Bei meinem nächsten Besuch, nur zwei Wochen später, war der Horst leer! Aber alles gut: Die Jungen waren „flügge“, wie man bei Jungvögeln sagt. Aus den Nestlingen waren „Ästlinge“ geworden. Sie saßen oberhalb des Horstes im Wipfel der stattlichen Buche und kamen nur herab, wenn sie im Horst ruhen wollten oder ein Altvogel dort Futter ablegte. (Wie üblich lassen sich alle Fotos im Blog durch Anklicken vergrößern.)

Beim Beringen am 18. Mai hatte sich übrigens gezeigt, dass in diesem Jahr vier gut entwickelte Junge im Horst groß geworden waren: drei Weibchen und ein Männchen. Der jüngste Nachkömmling, knapp drei Wochen alt, erwies sich als ein munterer weiblicher Habicht und hatte – wie seine Geschwister – mit den fusseligen Dunen einiges zu tun. In der Zeit des Gefiederwechsels schütteln sich die Jungen immer wieder und zupfen sich die lockeren Federchen vom Leib.

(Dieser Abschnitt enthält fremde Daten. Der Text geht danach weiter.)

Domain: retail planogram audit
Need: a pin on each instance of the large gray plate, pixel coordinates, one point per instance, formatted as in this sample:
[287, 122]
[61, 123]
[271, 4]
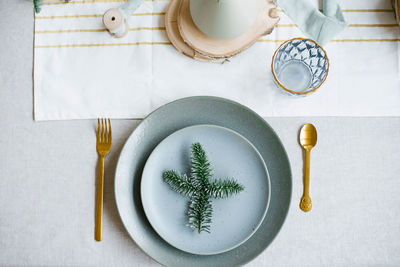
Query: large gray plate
[177, 115]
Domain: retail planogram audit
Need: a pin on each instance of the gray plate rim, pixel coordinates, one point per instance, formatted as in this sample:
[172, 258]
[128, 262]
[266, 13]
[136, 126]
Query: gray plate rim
[200, 260]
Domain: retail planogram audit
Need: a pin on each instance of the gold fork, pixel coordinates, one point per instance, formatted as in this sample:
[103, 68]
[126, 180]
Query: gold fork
[103, 145]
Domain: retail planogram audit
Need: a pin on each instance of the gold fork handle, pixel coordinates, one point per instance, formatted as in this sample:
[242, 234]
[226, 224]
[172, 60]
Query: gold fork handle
[306, 203]
[99, 207]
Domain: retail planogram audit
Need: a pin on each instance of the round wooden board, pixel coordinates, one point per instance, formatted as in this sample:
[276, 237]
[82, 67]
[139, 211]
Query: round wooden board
[225, 48]
[171, 26]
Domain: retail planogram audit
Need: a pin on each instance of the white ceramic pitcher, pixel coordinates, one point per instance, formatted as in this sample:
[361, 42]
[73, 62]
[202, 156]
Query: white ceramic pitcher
[224, 19]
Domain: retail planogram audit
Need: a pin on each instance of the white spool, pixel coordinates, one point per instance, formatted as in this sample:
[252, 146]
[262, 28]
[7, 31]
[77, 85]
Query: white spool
[115, 22]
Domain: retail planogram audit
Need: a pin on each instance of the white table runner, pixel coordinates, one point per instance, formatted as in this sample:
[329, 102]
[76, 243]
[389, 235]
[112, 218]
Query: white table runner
[80, 71]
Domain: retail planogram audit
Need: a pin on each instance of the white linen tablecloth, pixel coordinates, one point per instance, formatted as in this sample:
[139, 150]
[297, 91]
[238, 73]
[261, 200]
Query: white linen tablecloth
[80, 71]
[47, 182]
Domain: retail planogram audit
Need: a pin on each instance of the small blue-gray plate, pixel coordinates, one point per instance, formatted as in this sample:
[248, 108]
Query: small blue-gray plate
[234, 219]
[175, 116]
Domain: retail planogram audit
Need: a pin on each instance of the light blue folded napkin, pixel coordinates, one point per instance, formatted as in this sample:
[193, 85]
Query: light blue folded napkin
[321, 27]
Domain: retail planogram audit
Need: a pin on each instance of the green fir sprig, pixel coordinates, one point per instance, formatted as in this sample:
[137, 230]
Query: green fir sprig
[200, 189]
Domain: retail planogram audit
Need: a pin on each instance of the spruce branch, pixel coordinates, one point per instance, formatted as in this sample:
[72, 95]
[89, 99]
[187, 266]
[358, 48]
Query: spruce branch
[178, 183]
[200, 212]
[200, 189]
[223, 189]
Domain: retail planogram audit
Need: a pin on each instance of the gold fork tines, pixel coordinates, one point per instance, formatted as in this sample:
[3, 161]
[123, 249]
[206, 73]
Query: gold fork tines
[103, 145]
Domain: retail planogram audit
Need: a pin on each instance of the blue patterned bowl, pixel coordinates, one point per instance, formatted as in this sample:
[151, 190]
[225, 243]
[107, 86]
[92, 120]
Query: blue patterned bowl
[300, 66]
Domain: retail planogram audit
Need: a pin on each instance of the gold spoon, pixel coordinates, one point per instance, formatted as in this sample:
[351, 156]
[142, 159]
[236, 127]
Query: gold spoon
[308, 139]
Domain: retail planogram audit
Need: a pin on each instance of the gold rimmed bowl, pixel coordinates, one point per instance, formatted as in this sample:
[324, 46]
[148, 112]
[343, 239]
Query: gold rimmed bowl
[300, 66]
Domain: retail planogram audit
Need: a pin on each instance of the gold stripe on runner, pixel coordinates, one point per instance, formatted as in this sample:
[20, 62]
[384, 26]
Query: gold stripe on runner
[102, 45]
[168, 43]
[100, 30]
[96, 15]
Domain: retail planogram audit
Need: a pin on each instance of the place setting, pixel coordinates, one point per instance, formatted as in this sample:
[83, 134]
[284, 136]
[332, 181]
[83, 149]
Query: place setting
[204, 180]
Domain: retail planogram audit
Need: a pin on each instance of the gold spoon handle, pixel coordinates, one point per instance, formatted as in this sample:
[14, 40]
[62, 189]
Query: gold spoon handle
[306, 204]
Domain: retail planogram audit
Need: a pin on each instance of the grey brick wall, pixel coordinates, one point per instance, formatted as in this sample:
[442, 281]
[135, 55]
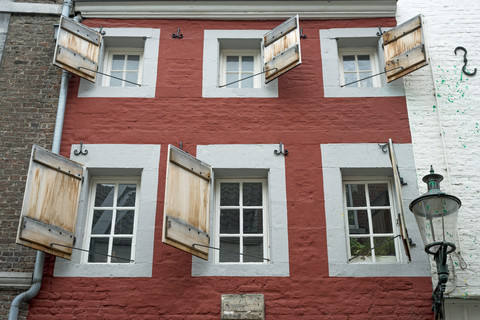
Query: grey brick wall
[29, 86]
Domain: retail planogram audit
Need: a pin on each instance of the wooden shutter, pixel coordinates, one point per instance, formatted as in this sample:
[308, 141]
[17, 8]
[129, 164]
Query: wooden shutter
[398, 193]
[187, 203]
[404, 46]
[50, 204]
[77, 49]
[281, 49]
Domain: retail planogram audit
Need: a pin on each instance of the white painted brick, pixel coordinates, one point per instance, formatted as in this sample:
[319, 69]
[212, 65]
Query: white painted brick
[456, 115]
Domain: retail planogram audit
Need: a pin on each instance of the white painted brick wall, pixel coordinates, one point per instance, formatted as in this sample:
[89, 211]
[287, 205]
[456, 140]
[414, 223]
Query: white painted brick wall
[446, 126]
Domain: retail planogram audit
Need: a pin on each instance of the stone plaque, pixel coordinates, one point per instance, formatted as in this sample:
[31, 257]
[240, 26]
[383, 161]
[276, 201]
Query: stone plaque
[243, 306]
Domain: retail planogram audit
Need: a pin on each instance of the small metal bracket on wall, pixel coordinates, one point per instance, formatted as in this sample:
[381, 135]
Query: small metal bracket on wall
[281, 150]
[178, 35]
[77, 152]
[465, 61]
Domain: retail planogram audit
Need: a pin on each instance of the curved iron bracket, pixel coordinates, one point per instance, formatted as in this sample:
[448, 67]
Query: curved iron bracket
[464, 69]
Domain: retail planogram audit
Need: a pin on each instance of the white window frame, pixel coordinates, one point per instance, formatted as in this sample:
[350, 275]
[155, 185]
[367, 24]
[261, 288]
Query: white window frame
[109, 61]
[392, 207]
[212, 57]
[123, 161]
[257, 162]
[148, 78]
[265, 219]
[111, 236]
[332, 78]
[361, 160]
[240, 53]
[371, 52]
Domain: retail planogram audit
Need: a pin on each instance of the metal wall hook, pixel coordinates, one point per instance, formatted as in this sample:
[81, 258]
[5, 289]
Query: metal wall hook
[464, 68]
[302, 36]
[178, 35]
[281, 150]
[77, 152]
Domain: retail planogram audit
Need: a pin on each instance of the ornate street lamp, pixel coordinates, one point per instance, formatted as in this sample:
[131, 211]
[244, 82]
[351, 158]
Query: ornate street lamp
[436, 213]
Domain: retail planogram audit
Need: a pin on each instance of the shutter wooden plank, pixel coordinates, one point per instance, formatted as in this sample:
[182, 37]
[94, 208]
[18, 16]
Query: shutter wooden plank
[402, 30]
[410, 61]
[404, 46]
[51, 198]
[398, 193]
[282, 63]
[281, 49]
[280, 31]
[187, 203]
[81, 31]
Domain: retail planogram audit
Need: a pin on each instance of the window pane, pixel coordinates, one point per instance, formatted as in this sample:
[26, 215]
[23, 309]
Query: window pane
[229, 194]
[133, 77]
[253, 249]
[115, 82]
[230, 221]
[231, 77]
[98, 250]
[382, 221]
[118, 61]
[350, 77]
[102, 221]
[232, 63]
[133, 61]
[121, 250]
[247, 63]
[355, 195]
[126, 195]
[349, 63]
[384, 246]
[378, 193]
[360, 247]
[104, 195]
[252, 221]
[364, 62]
[247, 83]
[252, 194]
[358, 222]
[124, 221]
[229, 249]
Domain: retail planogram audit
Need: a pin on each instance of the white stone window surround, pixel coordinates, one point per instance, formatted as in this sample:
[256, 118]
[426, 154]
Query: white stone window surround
[367, 159]
[250, 161]
[212, 43]
[330, 41]
[146, 38]
[117, 160]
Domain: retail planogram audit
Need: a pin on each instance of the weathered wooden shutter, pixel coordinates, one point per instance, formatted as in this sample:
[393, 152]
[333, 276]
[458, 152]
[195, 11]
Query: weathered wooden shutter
[77, 49]
[404, 46]
[281, 49]
[398, 193]
[50, 204]
[187, 203]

Ein brauner Rückenund braune Tropfenmuster auf hellem Grund kennzeichnen das Jugendgefieder.
6. Juni: Die letzten Dunen lösen sich, wenn sich die neuen Federn herausschieben. Und dabei entsteht auf der Vorderseite das getropfte Jugendkleid.

⇒ Wie es mit den Junghabichten weiterging und wie sie die Beute zerlegten, erzähle ich in einem später Blogpost.

Habicht | Autour des palombes | Goshawk | Accipiter gentilis



Liebe Fans meiner Fotos, ich freue mich, wenn euch das eine oder andere Foto so gefällt, dass ihr es von meiner Website herunterladen möchtet. Allerdings sind alle mit ©Copyright geschützt. Darum fragt mich bitte per E-Mail vor jedem Download. Elke Brüser

5 Kommentare zu “Flügge werden im Habichthorst

  1. Es ist wohl wahr: eine solche faszinierende Entwicklungsgeschichte aus der Vogelwelt habe ich noch nicht gesehen. Möglicherweise bin ich auch deswegen begeistert, weil ich den Blog erst seit kurzem kenne. Ich schaue jetzt viel häufiger gen Himmel und frage mich, ob ich vielleicht etwas Besonderes sehe, ohne es zu wissen. Vermutlich ist es aber nicht so, dafür braucht es wohl den geschulten Blick.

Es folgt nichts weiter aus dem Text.